Quando al beneficiario non sia stato tolto un grammo di sovranità (comunque non il potere di agire in giudizio) potrà pensarci lui stesso; si rivolgerà all’avvocato, come e quando vuole, non ha bisogno del permesso di nessuno.
Più complicato citare per danni il Giudice tutelare o il Pubblico ministero, i quali si siano dimostrati, dopo segnalazioni varie, sordi e ciechi a loro volta (una sorta di complici oggettivi).
La cosa è in teoria possibile, pur se non esistono ad oggi precedenti. 

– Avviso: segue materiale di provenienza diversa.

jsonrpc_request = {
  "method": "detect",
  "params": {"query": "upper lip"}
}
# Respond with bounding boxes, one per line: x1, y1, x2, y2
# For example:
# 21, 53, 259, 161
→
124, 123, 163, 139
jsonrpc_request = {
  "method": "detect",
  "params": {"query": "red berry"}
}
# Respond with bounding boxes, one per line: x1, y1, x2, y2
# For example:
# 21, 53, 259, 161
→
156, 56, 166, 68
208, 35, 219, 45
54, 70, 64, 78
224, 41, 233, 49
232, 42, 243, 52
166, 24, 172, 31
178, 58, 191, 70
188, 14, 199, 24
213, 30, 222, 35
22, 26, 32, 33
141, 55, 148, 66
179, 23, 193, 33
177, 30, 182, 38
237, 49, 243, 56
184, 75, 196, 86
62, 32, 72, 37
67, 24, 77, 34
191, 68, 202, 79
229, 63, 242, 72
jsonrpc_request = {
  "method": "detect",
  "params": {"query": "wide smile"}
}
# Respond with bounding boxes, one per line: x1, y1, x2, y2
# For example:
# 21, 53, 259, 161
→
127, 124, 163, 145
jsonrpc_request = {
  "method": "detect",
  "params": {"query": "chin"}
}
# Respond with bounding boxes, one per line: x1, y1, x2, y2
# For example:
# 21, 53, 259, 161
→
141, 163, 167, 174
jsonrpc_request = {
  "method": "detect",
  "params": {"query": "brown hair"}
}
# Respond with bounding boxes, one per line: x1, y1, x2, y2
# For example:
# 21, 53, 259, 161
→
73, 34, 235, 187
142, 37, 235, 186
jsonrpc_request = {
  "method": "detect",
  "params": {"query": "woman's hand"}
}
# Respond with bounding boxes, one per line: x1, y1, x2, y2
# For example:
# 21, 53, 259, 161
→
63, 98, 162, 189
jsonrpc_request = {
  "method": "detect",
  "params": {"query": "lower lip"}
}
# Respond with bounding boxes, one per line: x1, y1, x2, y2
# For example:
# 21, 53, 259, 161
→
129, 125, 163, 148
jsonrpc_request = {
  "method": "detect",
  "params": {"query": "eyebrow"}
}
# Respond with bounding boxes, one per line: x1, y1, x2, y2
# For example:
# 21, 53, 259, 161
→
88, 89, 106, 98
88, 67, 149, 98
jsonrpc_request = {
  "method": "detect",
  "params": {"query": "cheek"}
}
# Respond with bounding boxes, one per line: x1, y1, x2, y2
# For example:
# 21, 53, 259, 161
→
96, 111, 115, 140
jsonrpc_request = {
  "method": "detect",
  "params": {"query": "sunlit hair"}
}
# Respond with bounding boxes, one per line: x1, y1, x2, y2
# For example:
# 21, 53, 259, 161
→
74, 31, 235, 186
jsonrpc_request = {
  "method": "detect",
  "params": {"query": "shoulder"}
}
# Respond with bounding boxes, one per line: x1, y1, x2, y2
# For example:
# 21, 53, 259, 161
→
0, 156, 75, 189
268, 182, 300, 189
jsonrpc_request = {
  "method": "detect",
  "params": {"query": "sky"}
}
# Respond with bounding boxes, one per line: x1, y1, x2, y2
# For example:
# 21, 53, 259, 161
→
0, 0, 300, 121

È vero però che giudici e p.m. ogni tanto se ne infischiano, clamorosamente; sarà bene allora perseguirli civilmente, ove ci siano gli estremi: dimostrando che entrambi potevano, senza proprio spolmonarsi, fare meglio. 
Anche il Servizio sociale inefficiente sarà, se del caso, “responsabiizzabile” ex post.
Danni poi - ricordiamolo - significa sia danni patrimoniali sia non patrimoniali: ossia ‘biologici’ (per colpa vostra mi sono ammalato, sono piombato nella depressione), ‘esistenziali’ (mi avete fatto fare una vita da cani), ‘morali’ (umiliazioni, sofferenze, lacrime).